In this article we look at how to to minimize dropped connections during a planned failover in an Active/Stand-by setup using the Google Cloud Load Balancer (GCLB) in front of BIG-IP. This is a companion article to the video demo on DevCentral YouTube (linked below).
You are doing your job when you fail.
You are successful at your job when you fail fast and recover.
BIG-IP can use gratuitous ARP to trigger a very fast device failover in an active/stand-by (A/S) configuration in an on-premises environment. In a cloud environment there is no Layer 2 environment to support ARP. Instead the BIG-IP must rely on DNS, API calls, or a “native” load balancer to trigger failover. This can vary failover time from seconds to minutes depending on the failover mechanism.
It may seem odd but load balancing load balancers is not uncommon. Two-tiers can provide an easier architecture to maintain and provide greater flexibility. In this scenario the Google Cloud Load Balancer will be acting as a L4 TCP proxy that brings traffic to the BIG-IP to apply L7 HTTP policies (I.e. WAF protection).
Getting started in the cloud can be challenging. F5 provides Google Deployment Manager (GDM) Templates to expedite your launch into the cloud. We will focus on the “via-lb” template that takes care of setting up a pair of BIG-IP in an A/S configuration and using GCLB in front. It can also be used for an A/A configuration, this is described later in the article. There is also a “via-api” method that does not use GCLB that can be useful in scenarios where it is desired to have direct access to the packet and/or a non-TCP based service. For more information about deploying in GCP with BIG-IP please visit: https://clouddocs.f5.com/cloud/public/v1/google_index.html
After deploying the “via-lb” GDM template you will have a scenario where the GCLB is sending traffic to the active BIG-IP.
The template also creates two virtual servers. One for data-plane traffic (port 80) and one for monitoring (port 40000).
When a failover is triggered the BIG-IP that was previously active begins to drop connections immediately. This is due to both the data-plane and monitoring service will default to dropping connections when a BIG-IP goes into stand-by mode. Since the GCLB considers the device that was previously “stand-by” as down (health checks were failing while in stand-by mode) it has to wait until it detects the second device as “healthy” before sending traffic to that device.
Depending on the threshold of how GCLB is configured this could take 10-15 seconds to occur. This isn’t terrible (acceptable for most basic use cases), but bad if you have an application that is sensitive to dropped connections.

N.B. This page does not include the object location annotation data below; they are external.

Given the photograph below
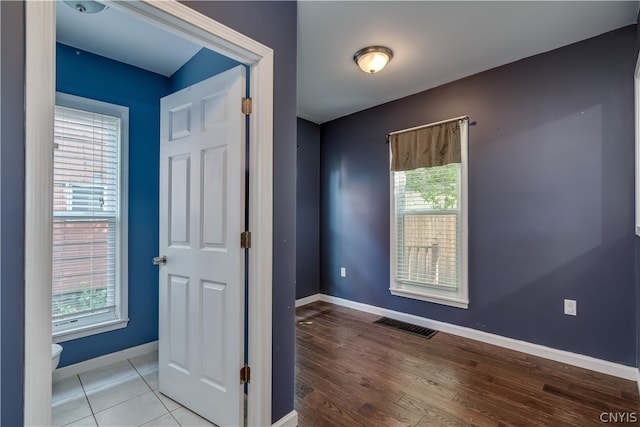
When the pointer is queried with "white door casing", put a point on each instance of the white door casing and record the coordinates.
(202, 198)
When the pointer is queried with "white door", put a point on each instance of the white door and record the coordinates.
(201, 325)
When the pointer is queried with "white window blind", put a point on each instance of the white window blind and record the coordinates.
(86, 214)
(428, 226)
(429, 213)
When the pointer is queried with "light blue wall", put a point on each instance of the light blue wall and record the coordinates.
(201, 66)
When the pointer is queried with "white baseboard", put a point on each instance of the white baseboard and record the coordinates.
(307, 300)
(579, 360)
(289, 420)
(107, 359)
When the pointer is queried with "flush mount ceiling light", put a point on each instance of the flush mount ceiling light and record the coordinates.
(86, 6)
(373, 58)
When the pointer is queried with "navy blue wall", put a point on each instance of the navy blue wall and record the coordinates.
(91, 76)
(12, 214)
(637, 253)
(308, 210)
(275, 25)
(201, 66)
(551, 198)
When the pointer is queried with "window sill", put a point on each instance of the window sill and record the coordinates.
(438, 299)
(87, 330)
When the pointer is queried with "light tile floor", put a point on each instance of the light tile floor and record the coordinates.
(123, 394)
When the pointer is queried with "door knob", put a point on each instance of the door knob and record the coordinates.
(160, 260)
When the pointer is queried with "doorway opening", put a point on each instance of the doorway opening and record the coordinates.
(40, 90)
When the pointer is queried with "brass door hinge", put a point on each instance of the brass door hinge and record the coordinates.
(245, 240)
(245, 374)
(246, 106)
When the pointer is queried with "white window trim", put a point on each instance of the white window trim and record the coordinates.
(106, 322)
(459, 299)
(636, 82)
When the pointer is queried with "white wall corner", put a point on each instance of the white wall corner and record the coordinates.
(562, 356)
(289, 420)
(308, 300)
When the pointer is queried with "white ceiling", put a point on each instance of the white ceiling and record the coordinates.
(433, 43)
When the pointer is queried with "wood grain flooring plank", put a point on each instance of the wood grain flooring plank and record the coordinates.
(351, 372)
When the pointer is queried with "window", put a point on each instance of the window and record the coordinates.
(89, 289)
(429, 227)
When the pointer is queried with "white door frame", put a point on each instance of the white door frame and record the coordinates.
(39, 102)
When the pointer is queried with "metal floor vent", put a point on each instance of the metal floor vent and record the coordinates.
(406, 327)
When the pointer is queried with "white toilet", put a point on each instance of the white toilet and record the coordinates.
(56, 349)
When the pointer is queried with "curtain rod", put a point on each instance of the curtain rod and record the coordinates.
(426, 126)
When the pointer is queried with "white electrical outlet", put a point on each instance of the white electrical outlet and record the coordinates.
(570, 307)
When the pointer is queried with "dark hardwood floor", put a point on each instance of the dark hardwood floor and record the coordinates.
(351, 372)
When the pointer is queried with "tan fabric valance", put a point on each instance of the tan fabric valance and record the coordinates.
(425, 147)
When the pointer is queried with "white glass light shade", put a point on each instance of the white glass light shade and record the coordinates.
(373, 59)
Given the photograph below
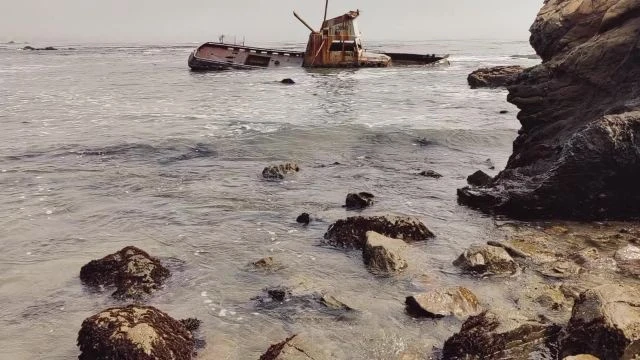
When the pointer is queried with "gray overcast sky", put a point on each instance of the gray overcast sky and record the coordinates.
(166, 21)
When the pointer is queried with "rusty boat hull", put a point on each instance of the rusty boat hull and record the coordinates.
(221, 56)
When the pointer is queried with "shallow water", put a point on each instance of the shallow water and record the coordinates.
(107, 146)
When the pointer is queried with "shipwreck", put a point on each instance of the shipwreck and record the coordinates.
(338, 44)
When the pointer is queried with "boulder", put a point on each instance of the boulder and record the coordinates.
(295, 347)
(303, 218)
(605, 322)
(479, 178)
(278, 172)
(135, 333)
(431, 174)
(133, 273)
(499, 76)
(384, 254)
(628, 259)
(501, 337)
(457, 301)
(487, 260)
(359, 201)
(351, 232)
(576, 155)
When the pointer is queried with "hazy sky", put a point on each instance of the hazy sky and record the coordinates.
(165, 21)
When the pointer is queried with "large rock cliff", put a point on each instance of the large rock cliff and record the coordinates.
(578, 151)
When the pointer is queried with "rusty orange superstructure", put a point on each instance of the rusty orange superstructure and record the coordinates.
(339, 44)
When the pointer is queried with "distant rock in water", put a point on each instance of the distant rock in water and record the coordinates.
(359, 201)
(431, 174)
(502, 337)
(303, 218)
(136, 332)
(384, 254)
(351, 232)
(577, 155)
(278, 172)
(499, 76)
(133, 273)
(605, 323)
(437, 303)
(479, 178)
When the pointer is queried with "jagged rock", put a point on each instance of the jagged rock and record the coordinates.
(605, 322)
(359, 201)
(351, 232)
(295, 348)
(133, 272)
(577, 154)
(490, 336)
(457, 301)
(499, 76)
(278, 172)
(487, 260)
(268, 264)
(135, 333)
(431, 173)
(628, 259)
(384, 254)
(479, 178)
(304, 218)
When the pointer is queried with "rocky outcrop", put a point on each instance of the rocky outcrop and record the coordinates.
(605, 322)
(487, 260)
(359, 201)
(351, 232)
(628, 259)
(384, 254)
(499, 76)
(496, 337)
(278, 172)
(136, 333)
(457, 301)
(294, 348)
(577, 154)
(133, 273)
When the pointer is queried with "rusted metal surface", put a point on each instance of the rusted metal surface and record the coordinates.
(219, 56)
(339, 44)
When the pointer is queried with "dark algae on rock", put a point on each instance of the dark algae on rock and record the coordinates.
(351, 232)
(577, 154)
(135, 333)
(133, 273)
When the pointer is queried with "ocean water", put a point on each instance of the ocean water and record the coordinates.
(105, 146)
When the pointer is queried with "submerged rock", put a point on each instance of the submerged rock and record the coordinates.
(303, 218)
(490, 336)
(479, 178)
(132, 271)
(457, 301)
(499, 76)
(351, 232)
(605, 322)
(278, 172)
(628, 259)
(135, 333)
(359, 201)
(577, 154)
(383, 254)
(487, 260)
(431, 174)
(295, 348)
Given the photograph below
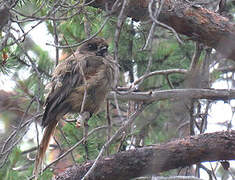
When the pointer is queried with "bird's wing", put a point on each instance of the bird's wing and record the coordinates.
(66, 77)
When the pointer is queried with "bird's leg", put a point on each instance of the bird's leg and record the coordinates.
(83, 119)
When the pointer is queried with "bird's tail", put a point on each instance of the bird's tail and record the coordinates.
(43, 147)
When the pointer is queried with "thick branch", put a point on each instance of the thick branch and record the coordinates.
(158, 158)
(198, 23)
(213, 94)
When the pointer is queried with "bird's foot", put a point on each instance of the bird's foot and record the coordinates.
(82, 118)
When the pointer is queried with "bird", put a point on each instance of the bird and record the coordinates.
(88, 72)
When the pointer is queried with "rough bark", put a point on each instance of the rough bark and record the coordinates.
(157, 95)
(158, 158)
(198, 23)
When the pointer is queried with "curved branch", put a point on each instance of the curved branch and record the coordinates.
(196, 22)
(158, 158)
(213, 94)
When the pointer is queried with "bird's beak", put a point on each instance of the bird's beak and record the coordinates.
(102, 50)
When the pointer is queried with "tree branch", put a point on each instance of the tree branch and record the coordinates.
(194, 21)
(212, 94)
(158, 158)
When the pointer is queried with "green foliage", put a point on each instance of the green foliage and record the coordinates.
(166, 53)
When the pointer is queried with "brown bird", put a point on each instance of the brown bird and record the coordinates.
(90, 69)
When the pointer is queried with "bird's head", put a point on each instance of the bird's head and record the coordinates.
(96, 46)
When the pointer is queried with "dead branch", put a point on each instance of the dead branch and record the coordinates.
(194, 21)
(158, 158)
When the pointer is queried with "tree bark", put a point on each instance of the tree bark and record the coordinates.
(158, 158)
(198, 23)
(194, 93)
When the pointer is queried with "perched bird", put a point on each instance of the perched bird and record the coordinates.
(91, 71)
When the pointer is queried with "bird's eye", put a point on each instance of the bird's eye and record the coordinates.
(92, 47)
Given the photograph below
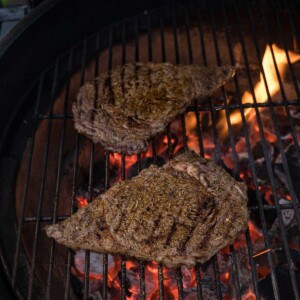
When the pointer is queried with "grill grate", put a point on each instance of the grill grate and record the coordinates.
(179, 18)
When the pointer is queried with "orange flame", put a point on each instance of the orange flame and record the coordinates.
(81, 201)
(260, 89)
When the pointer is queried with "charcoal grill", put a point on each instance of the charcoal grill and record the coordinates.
(42, 65)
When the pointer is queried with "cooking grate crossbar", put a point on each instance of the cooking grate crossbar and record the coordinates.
(186, 11)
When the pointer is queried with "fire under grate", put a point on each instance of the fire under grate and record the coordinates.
(251, 127)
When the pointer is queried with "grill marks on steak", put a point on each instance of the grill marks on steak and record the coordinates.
(128, 105)
(179, 214)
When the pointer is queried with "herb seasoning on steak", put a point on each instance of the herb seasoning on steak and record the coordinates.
(123, 108)
(179, 214)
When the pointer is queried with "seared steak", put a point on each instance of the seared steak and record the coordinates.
(179, 214)
(123, 108)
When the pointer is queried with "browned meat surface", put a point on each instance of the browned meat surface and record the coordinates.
(179, 214)
(124, 108)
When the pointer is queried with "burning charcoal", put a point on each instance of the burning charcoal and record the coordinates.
(95, 271)
(288, 215)
(96, 262)
(188, 277)
(284, 285)
(294, 168)
(258, 153)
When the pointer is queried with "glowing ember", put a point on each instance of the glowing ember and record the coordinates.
(81, 201)
(249, 295)
(260, 89)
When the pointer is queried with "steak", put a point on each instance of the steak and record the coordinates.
(123, 108)
(179, 214)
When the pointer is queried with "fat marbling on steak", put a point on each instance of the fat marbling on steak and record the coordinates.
(123, 108)
(179, 214)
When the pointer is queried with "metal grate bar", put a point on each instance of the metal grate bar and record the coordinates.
(58, 179)
(198, 281)
(201, 107)
(227, 114)
(252, 163)
(252, 264)
(283, 40)
(280, 143)
(142, 281)
(287, 110)
(293, 27)
(217, 277)
(73, 199)
(235, 273)
(42, 185)
(73, 195)
(253, 269)
(177, 58)
(105, 256)
(27, 176)
(149, 36)
(217, 157)
(251, 208)
(86, 289)
(123, 165)
(269, 167)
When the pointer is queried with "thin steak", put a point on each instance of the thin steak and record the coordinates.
(179, 214)
(123, 108)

To make failover occur faster we can modify the settings of the BIG-IP to improve the failover time. The two changes are:
Changing the traffic group to NONE of the virtual-address of the virtual server will cause the BIG-IP to always respond to traffic. This is not safe to do in an on-premises environment (will create IP address conflicts), but is OK to perform in a cloud environment where the networking is “owned” by the cloud provider. This allows the BIG-IP to still accept connections when it is in stand-by mode.
When you change the virtual-address to traffic group NONE this creates an Active/Active (A/A) configuration. Both the data-plane and health monitor will always respond to traffic. In order to make it act as an A/S configuration you need to make an additional change.

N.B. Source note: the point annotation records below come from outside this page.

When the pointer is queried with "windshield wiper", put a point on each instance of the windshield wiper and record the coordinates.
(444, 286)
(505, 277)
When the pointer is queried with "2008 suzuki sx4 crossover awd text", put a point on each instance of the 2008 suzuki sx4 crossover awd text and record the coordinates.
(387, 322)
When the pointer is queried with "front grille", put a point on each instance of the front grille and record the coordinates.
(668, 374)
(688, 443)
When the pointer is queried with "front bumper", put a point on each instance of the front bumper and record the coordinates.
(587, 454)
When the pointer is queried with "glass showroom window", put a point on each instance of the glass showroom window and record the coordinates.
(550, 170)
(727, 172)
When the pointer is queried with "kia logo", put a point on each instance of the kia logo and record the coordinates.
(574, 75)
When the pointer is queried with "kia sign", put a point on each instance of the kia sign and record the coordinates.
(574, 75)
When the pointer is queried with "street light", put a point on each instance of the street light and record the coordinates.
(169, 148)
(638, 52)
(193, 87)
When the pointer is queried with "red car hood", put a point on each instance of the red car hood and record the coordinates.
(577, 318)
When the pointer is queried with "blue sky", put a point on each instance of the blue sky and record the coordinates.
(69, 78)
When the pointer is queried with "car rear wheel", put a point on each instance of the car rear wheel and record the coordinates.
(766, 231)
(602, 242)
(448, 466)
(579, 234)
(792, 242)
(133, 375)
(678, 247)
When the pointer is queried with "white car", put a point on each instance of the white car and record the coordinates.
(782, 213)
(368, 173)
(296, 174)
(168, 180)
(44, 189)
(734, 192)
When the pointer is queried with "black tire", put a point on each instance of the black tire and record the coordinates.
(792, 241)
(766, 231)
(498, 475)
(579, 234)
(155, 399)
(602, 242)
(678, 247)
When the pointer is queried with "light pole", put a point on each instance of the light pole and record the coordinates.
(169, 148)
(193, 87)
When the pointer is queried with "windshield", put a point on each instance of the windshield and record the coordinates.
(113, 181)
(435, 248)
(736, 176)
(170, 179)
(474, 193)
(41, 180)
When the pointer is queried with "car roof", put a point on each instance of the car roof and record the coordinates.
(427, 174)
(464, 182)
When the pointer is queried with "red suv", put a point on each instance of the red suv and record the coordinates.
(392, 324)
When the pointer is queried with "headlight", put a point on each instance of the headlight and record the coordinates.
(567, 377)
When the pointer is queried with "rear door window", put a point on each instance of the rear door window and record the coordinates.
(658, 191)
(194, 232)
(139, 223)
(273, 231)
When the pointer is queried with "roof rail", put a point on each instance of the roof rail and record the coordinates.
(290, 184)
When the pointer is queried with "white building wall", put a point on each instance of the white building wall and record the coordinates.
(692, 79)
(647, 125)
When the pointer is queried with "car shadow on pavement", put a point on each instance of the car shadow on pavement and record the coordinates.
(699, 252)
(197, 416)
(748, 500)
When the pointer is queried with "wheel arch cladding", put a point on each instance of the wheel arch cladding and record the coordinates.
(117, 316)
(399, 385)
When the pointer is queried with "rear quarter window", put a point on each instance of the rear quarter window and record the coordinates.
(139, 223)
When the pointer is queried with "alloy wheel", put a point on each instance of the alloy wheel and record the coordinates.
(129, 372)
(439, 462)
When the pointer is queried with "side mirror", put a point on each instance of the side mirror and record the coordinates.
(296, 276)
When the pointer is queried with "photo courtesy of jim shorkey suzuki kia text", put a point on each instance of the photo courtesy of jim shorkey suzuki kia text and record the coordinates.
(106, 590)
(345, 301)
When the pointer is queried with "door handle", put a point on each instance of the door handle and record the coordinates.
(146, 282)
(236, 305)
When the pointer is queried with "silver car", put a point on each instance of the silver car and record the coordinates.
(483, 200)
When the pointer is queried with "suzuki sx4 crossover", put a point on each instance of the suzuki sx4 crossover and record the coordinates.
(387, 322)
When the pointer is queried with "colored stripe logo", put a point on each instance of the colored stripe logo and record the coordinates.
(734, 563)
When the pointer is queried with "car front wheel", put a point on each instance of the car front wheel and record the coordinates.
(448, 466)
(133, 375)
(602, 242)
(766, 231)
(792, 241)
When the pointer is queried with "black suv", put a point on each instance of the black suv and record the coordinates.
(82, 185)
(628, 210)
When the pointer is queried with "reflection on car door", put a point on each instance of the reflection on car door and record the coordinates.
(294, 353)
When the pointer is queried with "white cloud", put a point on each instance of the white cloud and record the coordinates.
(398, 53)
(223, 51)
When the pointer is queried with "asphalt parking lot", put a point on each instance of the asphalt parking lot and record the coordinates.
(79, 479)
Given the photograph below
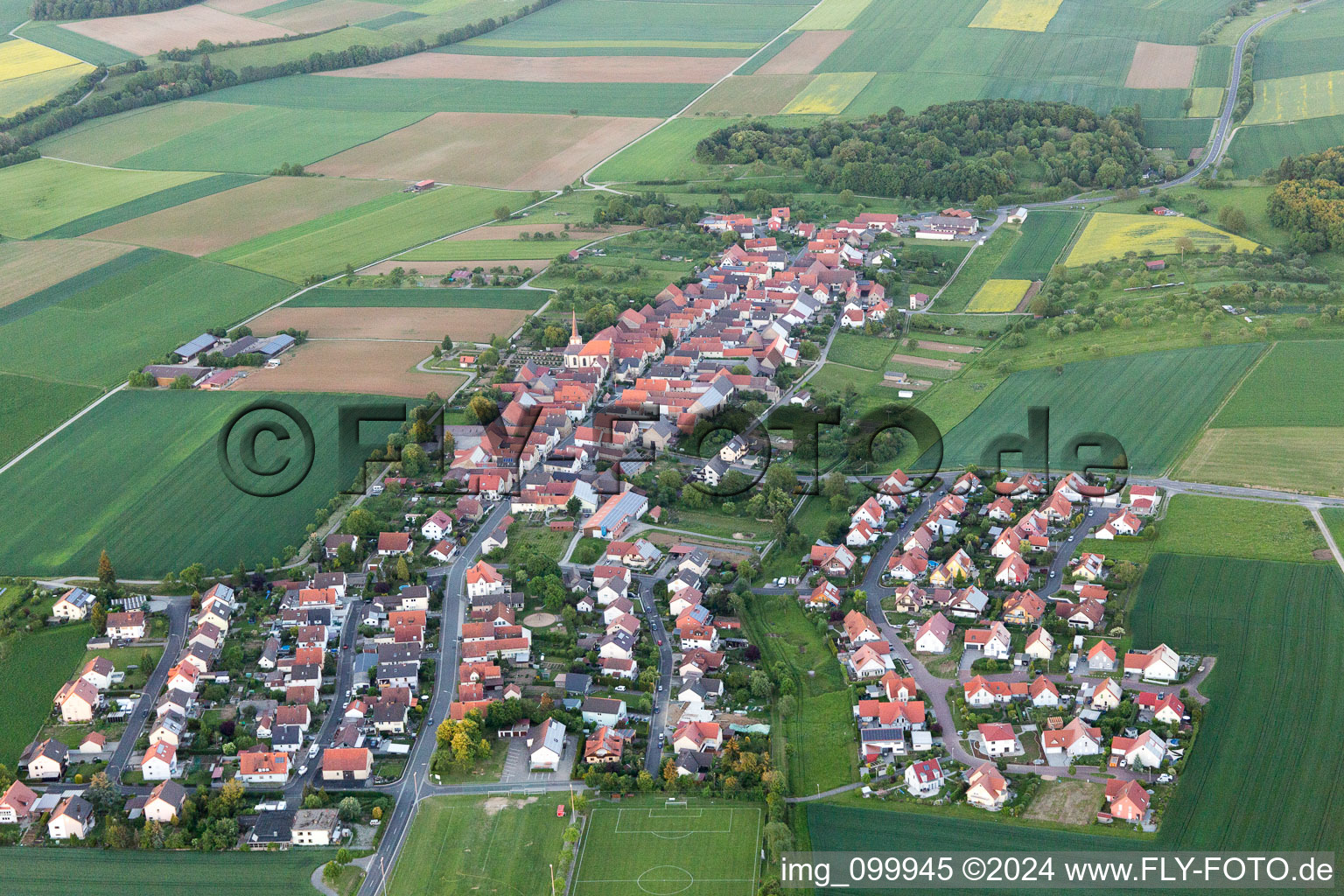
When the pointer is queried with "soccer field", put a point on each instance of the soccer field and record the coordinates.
(694, 848)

The second change is to create a separate health monitor that will track the state of the BIG-IP. This will allow GCLB to detect when a device has gone into stand-by mode and stop sending traffic to that device.

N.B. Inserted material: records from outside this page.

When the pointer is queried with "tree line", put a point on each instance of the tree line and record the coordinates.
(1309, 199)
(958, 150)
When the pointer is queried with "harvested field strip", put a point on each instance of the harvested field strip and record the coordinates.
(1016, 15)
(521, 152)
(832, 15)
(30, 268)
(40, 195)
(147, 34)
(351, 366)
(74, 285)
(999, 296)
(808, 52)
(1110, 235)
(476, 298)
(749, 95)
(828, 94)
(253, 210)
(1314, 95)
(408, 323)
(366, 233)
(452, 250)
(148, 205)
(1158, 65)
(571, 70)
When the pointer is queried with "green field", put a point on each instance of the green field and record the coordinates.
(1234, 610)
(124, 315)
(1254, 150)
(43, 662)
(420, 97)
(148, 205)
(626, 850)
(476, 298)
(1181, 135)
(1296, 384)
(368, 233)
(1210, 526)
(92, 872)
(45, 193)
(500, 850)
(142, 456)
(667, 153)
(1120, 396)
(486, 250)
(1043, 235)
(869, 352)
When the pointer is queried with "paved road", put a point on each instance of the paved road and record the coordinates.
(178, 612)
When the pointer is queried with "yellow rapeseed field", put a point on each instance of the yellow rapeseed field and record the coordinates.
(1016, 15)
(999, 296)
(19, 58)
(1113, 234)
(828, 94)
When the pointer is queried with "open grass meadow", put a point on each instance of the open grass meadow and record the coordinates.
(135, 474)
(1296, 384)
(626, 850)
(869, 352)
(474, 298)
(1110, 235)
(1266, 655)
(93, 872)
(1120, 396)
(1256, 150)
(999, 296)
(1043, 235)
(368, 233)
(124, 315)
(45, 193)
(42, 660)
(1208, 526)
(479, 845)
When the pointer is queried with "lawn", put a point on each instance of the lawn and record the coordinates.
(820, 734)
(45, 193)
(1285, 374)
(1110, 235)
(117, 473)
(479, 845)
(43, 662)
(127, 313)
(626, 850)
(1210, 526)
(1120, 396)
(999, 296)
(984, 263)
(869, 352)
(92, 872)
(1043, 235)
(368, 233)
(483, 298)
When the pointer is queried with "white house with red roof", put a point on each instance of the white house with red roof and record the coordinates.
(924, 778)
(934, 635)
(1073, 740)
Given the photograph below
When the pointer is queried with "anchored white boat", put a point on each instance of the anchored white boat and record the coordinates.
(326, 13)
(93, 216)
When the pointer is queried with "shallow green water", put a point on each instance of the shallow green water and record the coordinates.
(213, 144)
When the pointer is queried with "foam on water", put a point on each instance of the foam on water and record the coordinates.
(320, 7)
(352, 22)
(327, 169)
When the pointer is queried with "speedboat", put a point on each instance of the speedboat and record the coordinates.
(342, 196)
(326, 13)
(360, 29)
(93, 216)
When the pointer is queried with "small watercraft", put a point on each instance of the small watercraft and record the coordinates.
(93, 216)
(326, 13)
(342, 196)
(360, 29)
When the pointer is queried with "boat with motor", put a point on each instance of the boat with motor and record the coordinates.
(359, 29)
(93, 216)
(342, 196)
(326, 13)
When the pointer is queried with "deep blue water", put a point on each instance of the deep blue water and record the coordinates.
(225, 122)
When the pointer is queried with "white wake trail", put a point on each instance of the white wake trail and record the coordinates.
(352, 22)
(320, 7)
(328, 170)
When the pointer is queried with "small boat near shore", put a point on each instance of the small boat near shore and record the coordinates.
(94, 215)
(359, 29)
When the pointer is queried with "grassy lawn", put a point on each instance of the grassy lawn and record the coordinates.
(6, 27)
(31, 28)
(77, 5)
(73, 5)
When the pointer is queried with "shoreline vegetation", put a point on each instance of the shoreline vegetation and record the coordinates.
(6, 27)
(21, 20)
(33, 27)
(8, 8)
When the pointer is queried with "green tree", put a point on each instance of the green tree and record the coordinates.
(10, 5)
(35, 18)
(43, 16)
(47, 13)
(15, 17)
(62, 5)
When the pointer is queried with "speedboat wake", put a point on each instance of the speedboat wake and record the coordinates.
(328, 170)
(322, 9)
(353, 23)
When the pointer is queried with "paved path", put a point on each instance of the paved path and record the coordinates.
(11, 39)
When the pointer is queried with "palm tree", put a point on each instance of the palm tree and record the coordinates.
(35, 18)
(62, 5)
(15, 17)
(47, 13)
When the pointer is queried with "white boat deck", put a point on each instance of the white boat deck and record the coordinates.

One method of configuring the health monitor is to create a new health monitor on a “bogus” virtual server (I.e. 255.255.255.254) that is on the default “traffic-group-1". The existing monitor can be replaced with a new monitor that uses an iRule to target the “bogus” virtual. The result of this is the health monitor will go “down” when the BIG-IP is in stand-by, but the “real” virtual server will still accept traffic.
This failover can be seen in the demo video where you can see both the “Bad” and the “Good” failover occurring simultaneously, and you can compare the results (spoiler alert: Good is better).
To help visualize the failover I created a Python script that displays “All Good” while the service is up. When a failure is detected it displays “Trouble!”. In the video you can see that the “Bad” failover drops connections for ~20 seconds. The “Good” failover does not drop any connections. The script tests for failures by establishing a new connection once a second and timing out if the connection takes longer than 1 second to be created.
Bad Failover: 20 seconds of dropped connections
Good Failover: No dropped connections
This article featured Google Cloud Platform, but the same methodology can be applied in other cloud environments as well. It is not always necessary to use A/S or it may be OK to drop connections for a brief period of time; but in case it isn’t, you now know how to fail faster in the cloud.